A deeper dive into the numbers and it’s clear to see why Rodgers would take this stance in spite of his team scoring four. Because, actually, it was one of City’s least clinical performances of the season.

While their finishing was ruthless, what they did not do very well was turn attacking pressure into shots at goal. At Wolves, City had 20 touches inside the box, from which they mustered four shots from inside the penalty area. That is their worst ratio in any Premier League game this season.

Furthermore, they had 99 touches in the final third at Molineux and a total of five shots. Only in the home games against Southampton and Leeds did they have a lower rate of converting attacks into attempts at goal.

The eye test tells us the same too. There were moments, particularly during their dominant spell in the first half following the second goal, where they were cutting through Wolves with ease and winning the ball back high up the pitch thanks to Patson Daka and Kiernan Dewsbury-Hall’s effective pressing. But they weren’t testing Jose Sa.

A couple of those were near misses, like when Youri Tielemans slid across the box to nearly convert Dewsbury-Hall’s cross, but on other occasions, they played poor passes around the area, made the wrong decisions, or slowed the game down too much, allowing the Wolves defenders to plug the gap. Rodgers wasn’t being greedy when he said his side could have had more goals.

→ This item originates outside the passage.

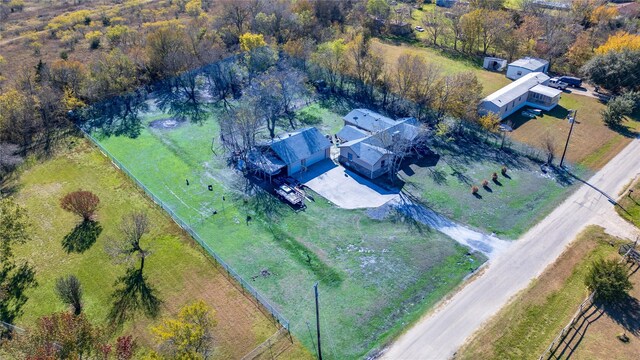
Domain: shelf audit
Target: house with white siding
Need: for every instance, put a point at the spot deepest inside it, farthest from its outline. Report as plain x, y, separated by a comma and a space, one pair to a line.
529, 90
527, 65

It’s a particularly important message ahead of this weekend. When playing against Man City, there are so few opportunities with the ball that Rodgers’ men cannot afford to waste promising attacks. In last season’s two fixtures against Pep Guardiola’s side, Leicester had their second-lowest and fourth-lowest tallies of touches inside the final third.

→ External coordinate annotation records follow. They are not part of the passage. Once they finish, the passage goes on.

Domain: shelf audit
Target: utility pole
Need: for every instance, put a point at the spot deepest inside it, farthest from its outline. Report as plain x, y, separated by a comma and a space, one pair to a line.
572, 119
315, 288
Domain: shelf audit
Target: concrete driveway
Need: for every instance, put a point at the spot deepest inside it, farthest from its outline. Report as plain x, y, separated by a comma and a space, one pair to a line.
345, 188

Knowing opportunities will be few and far between, they must make the most of any move into Man City’s defensive third. The last time they faced them, last Boxing Day, they did that.

James Maddison, Ademola Lookman, and Kelechi Iheanacho were in excellent form at the top end of the pitch, and while City only had 56 touches in the final third, they had 14 shots overall, a total of 25 per cent. In comparison, their best record this season was against Nottingham Forest, when 11 per cent of their final-third touches were shots.

Further, they had 10 shots from 17 touches inside Man City’s box, coming in at 59 per cent. Again, that outstrips anything they have achieved this season.

Of course, their defensive woes, particularly from set-pieces, cost them in the match, and so despite scoring three goals, they still lost heavily. But if they can marry their recent defensive improvements with the clinical football they showed last Boxing Day, they may have a chance of getting a surprise result.